Yes, I must write it in Fortran just to see the differences.

JMN

0 Kudos
JohnNichols
Valued Contributor III
1,089 Views

Dear mecej4:

WSAF.f90 
!
!  FUNCTIONS:
!  WSAF - Entry point of console application.
!

!****************************************************************************
!
!  PROGRAM: WSAF
!
!  PURPOSE:  Entry point for the console application.
!
!****************************************************************************

    program WSAF

    implicit none
    character*8 A,B,C,D
    character*4 AF
    double precision F
    double precision H
    integer i,j
    integer Nnodes
    double precision dumX,dumY,dumE,dumC
    double precision dumIndD,dumResD,dumParkD,dumLeakD
    
    structure /SNODE/
        integer ID
        integer Tank
        double precision X
        double precision Y
        double precision E
        double precision C0
        double precision Qbase
        double precision Cs
        double precision H
        double precision C
        double precision indDemand
        double precision parkDemand
        double precision leakDemand
        double precision resDemand
        double precision dumC
    end structure
        
    type(SNODE) snodes(100)
    ! Variables

    ! Body of WSAF
    print *, 'Hello World'
    open(1, FILE="FileM.in",STATUS ="UNKNOWN")
    
     Read(1,*)A,B,C,D
     Write(*,*)A,B,C,D
     Read(1,*)A,B,C,F,H
     Write(*,*)A,B,C,F,H
     i= 0
     Nnodes = 0
     do while(i .ne. 1)
         Read(1,*)AF
         if(AF .eq. "NODE") then
             backspace(1)
             Read(1,*)AF,j,dumX,dumY,dumE,dumC,dumResD,dumParkD,dumIndD,dumLeakD
            if(AF .eq. "NODE") then
                Print *,AF
                Nnodes = Nnodes+1
                snodes(NNodes)%ID = j
                snodes(NNodes)%X = dumX            
                snodes(NNodes)%Y = dumY
                snodes(NNodes)%E = dumE
                snodes(NNodes)%C = dumC
                snodes(NNodes)%resDemand = dumResD
                snodes(NNodes)%parkDemand = dumParkD
                snodes(NNodes)%indDemand = dumIndD
                snodes(NNodes)%leakDemand = dumLeakD
            endif
         else
                i = 1
        endif
    end do
         
         
    Close(1)

    end program WSAF

We have to start somewhere

JMN

0 Kudos
mecej4
Honored Contributor III
1,089 Views

John,

It is good that you started to do the port to Fortran.
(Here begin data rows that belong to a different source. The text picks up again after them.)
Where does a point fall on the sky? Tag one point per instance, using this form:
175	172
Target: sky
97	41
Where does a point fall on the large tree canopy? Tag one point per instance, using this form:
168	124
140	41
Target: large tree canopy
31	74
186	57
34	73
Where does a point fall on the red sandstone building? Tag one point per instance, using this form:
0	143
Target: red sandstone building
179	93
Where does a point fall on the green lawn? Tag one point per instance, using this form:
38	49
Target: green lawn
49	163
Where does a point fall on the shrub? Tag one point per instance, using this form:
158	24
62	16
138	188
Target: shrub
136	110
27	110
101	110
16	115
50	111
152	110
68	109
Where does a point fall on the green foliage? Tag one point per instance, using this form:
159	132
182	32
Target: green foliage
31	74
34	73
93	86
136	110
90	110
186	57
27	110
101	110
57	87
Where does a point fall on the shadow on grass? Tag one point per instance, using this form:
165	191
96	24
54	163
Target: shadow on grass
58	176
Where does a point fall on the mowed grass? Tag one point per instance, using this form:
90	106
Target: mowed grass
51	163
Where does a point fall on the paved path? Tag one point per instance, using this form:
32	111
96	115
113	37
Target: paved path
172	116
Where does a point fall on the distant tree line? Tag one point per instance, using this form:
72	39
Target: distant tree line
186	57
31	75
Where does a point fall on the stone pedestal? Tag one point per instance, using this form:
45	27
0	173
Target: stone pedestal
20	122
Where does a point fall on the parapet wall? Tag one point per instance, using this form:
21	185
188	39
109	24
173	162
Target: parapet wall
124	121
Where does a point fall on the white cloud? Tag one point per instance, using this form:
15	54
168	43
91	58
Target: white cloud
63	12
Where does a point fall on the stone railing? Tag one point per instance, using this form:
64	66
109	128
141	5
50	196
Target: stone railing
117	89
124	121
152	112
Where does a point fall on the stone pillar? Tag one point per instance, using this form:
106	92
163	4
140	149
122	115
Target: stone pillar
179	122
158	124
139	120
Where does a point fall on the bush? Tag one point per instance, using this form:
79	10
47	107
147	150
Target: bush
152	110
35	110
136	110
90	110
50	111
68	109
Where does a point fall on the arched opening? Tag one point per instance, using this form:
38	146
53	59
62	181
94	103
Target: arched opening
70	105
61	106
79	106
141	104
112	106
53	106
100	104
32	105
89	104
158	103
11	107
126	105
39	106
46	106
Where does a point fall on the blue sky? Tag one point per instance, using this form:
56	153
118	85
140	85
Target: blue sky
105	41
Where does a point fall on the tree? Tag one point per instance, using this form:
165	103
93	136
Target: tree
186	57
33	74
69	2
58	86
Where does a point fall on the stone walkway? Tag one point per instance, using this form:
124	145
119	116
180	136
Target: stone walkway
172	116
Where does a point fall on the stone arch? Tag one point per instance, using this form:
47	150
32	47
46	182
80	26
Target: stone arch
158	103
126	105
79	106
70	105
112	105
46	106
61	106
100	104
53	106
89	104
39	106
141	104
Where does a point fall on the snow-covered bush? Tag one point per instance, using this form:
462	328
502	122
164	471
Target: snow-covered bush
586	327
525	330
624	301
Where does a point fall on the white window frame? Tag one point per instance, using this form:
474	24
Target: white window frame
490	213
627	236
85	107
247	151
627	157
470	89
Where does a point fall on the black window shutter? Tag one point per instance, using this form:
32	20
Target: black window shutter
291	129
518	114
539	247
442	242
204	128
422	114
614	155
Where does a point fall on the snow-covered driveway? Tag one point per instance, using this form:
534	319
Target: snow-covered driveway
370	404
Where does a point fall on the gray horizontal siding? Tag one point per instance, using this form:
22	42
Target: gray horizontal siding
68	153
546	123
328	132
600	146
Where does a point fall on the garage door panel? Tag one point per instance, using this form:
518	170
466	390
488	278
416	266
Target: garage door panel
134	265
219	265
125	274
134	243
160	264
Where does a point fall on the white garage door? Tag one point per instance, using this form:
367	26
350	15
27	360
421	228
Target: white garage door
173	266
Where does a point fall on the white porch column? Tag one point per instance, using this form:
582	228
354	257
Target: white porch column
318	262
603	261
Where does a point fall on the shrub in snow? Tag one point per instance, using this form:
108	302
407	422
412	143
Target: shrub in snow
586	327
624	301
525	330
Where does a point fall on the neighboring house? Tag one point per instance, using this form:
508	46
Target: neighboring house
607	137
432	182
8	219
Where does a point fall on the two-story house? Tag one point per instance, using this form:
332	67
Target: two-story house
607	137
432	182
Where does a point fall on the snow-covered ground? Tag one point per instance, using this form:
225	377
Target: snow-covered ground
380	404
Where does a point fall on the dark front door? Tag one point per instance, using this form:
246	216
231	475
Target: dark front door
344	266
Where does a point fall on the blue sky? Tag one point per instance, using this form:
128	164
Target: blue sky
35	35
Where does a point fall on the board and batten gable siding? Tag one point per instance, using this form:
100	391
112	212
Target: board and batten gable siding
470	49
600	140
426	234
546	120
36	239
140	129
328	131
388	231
I think that you will see not only slightly faster execution but, as I said earlier, the code will be easier to debug and verify.

List directed input such as 

Read(1,*)AF,j,dumX,dumY,dumE,dumC,dumResD,dumParkD,dumIndD,dumLeakD

carries the risk that it will pull data from subsequent input lines when the line just read does not have enough data to fill the list, i.e., ten items. It would do this kind of unwanted action when reading, for example, a PIPE input line, which has only eight items, and abort with errors since the input data field corresponding to the ninth item, viz., 'PIPE', is not correct for a numeric type.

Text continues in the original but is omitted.